[luatex] problem with slnunicode's find

Tue Mar 2 22:04:02 CET 2010

Stephan Hennig a écrit :
> Am 02.03.2010 19:09, schrieb Patrick Gundlach:
>> That would break every program that uses unicode.utf8 as a
>> replacement for string,
> 
I disagree here for two reasons:

1. unicode.utf8 is not meant to be a drop-in replacement for string. This
explains why unicode.utf8 is not used to replace string in LuaTeX (I think it
was already mentioned in this thread). So you should use string when you want to
manipulate arbitrary strings of bytes, and unicode.utf8 only with strings of
bytes that happen to be valid UTF-8 (as the name implies).

2. string.find can already return nil, so I don't see how it breaks anything.

>> How would you then search for a byte sequence in another byte
>> sequence?
> 
> string.find.  Whoever wants to search for arbitrary byte values with a
> Unicode string library does something truly wrong, IMHO.

I strongly agree here.

>> This discussion is getting ridiculous, and I'll stop here. If you
>> want something that returns utf-8 lengths then please write a wrapper
>> around the find function yourself.
> 
> That's what my question
> 
Do you agree that Patrick's suggestion answers this question? I mean this one:

b = unicode.utf8.find(str,"%u+")
print(unicode.utf8.len(string.sub(str,1,b)))

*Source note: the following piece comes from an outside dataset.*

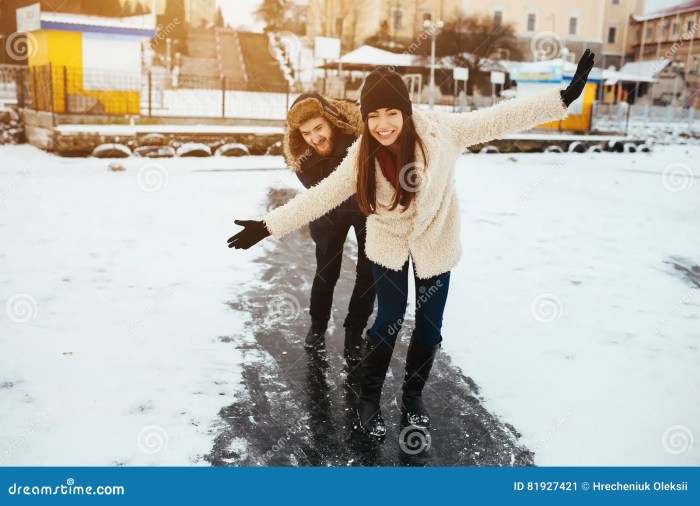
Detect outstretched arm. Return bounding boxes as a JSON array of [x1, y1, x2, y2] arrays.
[[434, 49, 595, 149], [228, 138, 360, 249]]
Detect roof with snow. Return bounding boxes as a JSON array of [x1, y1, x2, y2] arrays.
[[35, 11, 155, 37], [318, 45, 425, 70], [632, 0, 700, 21], [593, 60, 669, 85]]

If so, then from a practical point of view, your problem is solved. From a
theoretical point of view (the logician's point of view as you might say) there
is no problem with the function itself since it just does what the
"documentation" (if comments in a test file can be called documentation) says.

So the only question that remains is the following: is the design Good© or Bad®?
I'm not particularly interested in this debate (but while we're at it, I find it
quite surprising but wouldn't call it just plain broken either).

Manuel.